El plan de convertibilidad de Domingo Cavallo frenó en seco y llevó a menos del 0,5% al año una inflación de más del 3000% anual; los servicios públicos fueron privatizados y, a pesar de las fallas que hoy vemos, funcionaron con una eficiencia hasta entonces desconocida. Tanto el PBI como las exportaciones crecieron en promedio más del 7% anual en dólares entre 1991 y 2000.
Se desmontó el programa del “misil Cóndor” con Irán y se puso fin a las ventas de armamentos a países emparentados con el terrorismo islámico. Probablemente los atentados contra la embajada de Israel y contra la AMIA hayan sido el precio cruento y sorpresivo de aquellas medidas.
Se consolidó la libertad de expresión, especialmente cuando la Corte Suprema consagró la “doctrina de la real malicia”, un avance en la protección al periodismo contra eventuales querellas por injurias y calumnias, ya que desde entonces el querellante está obligado a probar que el autor de una nota mintió dolosamente para dañarlo.
La Argentina firmó tratados internacionales contra la corrupción, se creó la Oficina Nacional de Ética Pública y el sistema de declaraciones juradas patrimoniales abierto y obligatorio; se redactó y puso en vigor el Código de Conducta de los Funcionarios y se sancionó la ley de ética pública.
Hubo, sin embargo, en contraste con aquellos avances legislativos, graves actos de corrupción en diversas áreas de gobierno y también hechos de sangre vinculados con negocios corruptos, como el falso suicidio del brigadier Rodolfo Etchegoyen, administrador general de Aduanas; la voladura de la Fábrica Militar de Río Tercero, y algunos asesinatos de testigos claves en procesos penales. Y también extrañas relaciones de negocios mafiosos con el poder, como la del traficante de armas sirio Monzer Al Kassar con el entonces director de Migraciones Aurelio Martínez, exoperador del poder mafioso del almirante Emilio Massera. A lo cual deben sumarse los manejos del sombrío empresario Alfredo Yabrán y las extrañas inversiones del árabe Gaith Pharaon, vinculado con el tráfico de heroína de la mafia paquistaní y dueño del BCCI, un banco que había sido caja de diversas organizaciones del terrorismo islámico. En honor a la verdad, el BCCI mantuvo múltiples sucursales en buena parte de los países desarrollados antes de ser clausurado.

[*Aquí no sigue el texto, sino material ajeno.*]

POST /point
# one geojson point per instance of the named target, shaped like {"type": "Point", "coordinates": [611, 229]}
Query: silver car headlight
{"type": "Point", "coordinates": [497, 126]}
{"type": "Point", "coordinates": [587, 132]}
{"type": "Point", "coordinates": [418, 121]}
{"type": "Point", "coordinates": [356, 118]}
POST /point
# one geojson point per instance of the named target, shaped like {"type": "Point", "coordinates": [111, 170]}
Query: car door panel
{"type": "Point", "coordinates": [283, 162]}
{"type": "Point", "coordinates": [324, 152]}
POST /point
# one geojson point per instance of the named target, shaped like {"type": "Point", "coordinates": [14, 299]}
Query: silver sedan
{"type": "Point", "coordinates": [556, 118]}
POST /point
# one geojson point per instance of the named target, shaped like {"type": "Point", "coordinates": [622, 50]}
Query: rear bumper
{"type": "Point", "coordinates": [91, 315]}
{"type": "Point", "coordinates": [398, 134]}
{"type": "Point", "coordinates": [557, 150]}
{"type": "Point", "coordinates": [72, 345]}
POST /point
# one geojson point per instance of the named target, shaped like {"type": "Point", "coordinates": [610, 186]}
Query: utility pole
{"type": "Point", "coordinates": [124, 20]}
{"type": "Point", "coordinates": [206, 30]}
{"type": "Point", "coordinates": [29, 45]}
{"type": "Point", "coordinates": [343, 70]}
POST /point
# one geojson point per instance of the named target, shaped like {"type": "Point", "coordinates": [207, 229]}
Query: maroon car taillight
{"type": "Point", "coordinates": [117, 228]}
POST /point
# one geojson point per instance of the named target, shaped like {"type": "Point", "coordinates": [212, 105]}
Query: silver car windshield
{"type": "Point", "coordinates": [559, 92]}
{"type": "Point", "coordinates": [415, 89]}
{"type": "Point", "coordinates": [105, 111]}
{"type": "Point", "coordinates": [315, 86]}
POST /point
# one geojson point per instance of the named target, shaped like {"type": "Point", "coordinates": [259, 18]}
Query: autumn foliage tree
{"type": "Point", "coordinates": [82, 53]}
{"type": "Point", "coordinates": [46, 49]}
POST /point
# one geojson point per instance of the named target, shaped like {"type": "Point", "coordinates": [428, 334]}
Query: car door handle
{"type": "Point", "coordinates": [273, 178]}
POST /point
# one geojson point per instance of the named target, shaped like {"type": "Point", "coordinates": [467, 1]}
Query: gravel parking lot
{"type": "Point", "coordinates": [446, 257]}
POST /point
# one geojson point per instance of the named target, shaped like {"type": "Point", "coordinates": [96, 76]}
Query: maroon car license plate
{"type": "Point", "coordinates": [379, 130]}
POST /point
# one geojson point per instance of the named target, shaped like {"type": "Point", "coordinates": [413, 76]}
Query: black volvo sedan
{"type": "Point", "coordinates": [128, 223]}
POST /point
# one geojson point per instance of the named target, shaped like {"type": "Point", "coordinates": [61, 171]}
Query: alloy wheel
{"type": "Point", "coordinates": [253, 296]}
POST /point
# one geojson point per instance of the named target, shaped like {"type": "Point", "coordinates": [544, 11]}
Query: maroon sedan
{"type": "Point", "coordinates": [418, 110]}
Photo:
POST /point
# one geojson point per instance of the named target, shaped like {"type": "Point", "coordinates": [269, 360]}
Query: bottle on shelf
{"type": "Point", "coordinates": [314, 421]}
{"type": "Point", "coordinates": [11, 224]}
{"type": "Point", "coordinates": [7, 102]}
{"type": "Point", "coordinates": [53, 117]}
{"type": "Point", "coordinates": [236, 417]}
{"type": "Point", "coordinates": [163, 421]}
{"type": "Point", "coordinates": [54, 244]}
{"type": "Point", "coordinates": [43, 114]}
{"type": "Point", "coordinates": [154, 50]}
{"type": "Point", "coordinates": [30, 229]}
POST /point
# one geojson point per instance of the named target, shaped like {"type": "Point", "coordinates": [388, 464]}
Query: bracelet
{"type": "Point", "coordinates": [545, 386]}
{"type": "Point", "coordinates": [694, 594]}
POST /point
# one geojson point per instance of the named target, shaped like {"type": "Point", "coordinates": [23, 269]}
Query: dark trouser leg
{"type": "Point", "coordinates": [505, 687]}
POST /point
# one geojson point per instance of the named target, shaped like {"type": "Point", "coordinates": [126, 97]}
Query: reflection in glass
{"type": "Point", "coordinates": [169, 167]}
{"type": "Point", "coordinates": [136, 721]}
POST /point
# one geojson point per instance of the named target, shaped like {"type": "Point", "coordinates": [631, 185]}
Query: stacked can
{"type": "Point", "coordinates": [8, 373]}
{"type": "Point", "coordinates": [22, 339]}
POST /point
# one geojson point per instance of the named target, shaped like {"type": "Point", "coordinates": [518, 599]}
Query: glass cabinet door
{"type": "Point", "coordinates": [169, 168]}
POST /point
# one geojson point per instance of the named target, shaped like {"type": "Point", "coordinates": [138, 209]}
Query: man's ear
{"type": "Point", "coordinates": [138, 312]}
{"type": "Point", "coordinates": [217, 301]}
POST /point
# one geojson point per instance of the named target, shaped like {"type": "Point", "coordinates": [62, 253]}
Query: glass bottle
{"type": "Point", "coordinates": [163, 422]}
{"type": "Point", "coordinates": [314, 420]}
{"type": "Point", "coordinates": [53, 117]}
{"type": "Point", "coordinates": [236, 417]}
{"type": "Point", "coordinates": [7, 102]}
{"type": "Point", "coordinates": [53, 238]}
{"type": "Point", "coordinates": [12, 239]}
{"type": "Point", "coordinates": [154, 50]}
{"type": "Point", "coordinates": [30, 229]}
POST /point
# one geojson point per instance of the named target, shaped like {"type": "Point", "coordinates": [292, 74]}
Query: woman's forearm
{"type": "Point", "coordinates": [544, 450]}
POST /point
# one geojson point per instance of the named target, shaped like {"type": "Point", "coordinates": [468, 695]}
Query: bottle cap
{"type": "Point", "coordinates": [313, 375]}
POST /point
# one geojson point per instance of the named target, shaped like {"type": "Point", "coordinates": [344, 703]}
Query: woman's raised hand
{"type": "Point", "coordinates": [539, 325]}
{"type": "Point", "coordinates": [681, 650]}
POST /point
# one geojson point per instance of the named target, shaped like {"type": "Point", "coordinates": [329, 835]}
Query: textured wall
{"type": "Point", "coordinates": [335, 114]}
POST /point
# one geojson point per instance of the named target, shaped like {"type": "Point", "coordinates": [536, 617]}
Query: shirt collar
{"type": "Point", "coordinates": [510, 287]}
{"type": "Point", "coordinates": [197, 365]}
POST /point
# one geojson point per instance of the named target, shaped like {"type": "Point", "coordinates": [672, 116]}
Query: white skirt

Del mismo modo, y a diferencia de lo que hoy sucede, hubo en los 90 funcionarios de la propia administración que reaccionaron contra las mafias involucradas con sectores del poder político y confrontaron con ellas.
Grandes y lamentables contradicciones de esa década que, así y todo, mantenía el rumbo hacia la civilización.
Hoy, la profecía de Fukuyama se cumplió en cuanto había escrito que “si no existe una causa justa por la cual combatir, porque esa causa justa salió triunfante en generaciones anteriores, entonces los hombres lucharán contra esta causa justa”.
Contra el denostado Consenso de Washington, se armó el Foro de San Pablo, y el comunismo volvió por sus fueros, financiado por el narcotráfico, el verdadero poder. La confrontación se reanudó, multiplicada en su poder y dividida en una pluralidad de intereses que confluyen contra las democracias occidentales.
La caída de las Torres Gemelas, el 11 de septiembre de 2001, marcó el fin de la corta era iniciada con la caída del Muro. Casualmente, y sin un hecho tan cruento, los 90 terminaron casi al mismo tiempo en la Argentina.
En lugar de una Guerra Fría, existen hoy –aliados en América a Estados populistas– múltiples focos de ataque, una “revolución molecular”, como la llamó su ideólogo, el psicoanalista francés Félix Guattari, y la denunció el expresidente de Colombia Álvaro Uribe.
La democracia volvió a ser hoy una meta a alcanzar.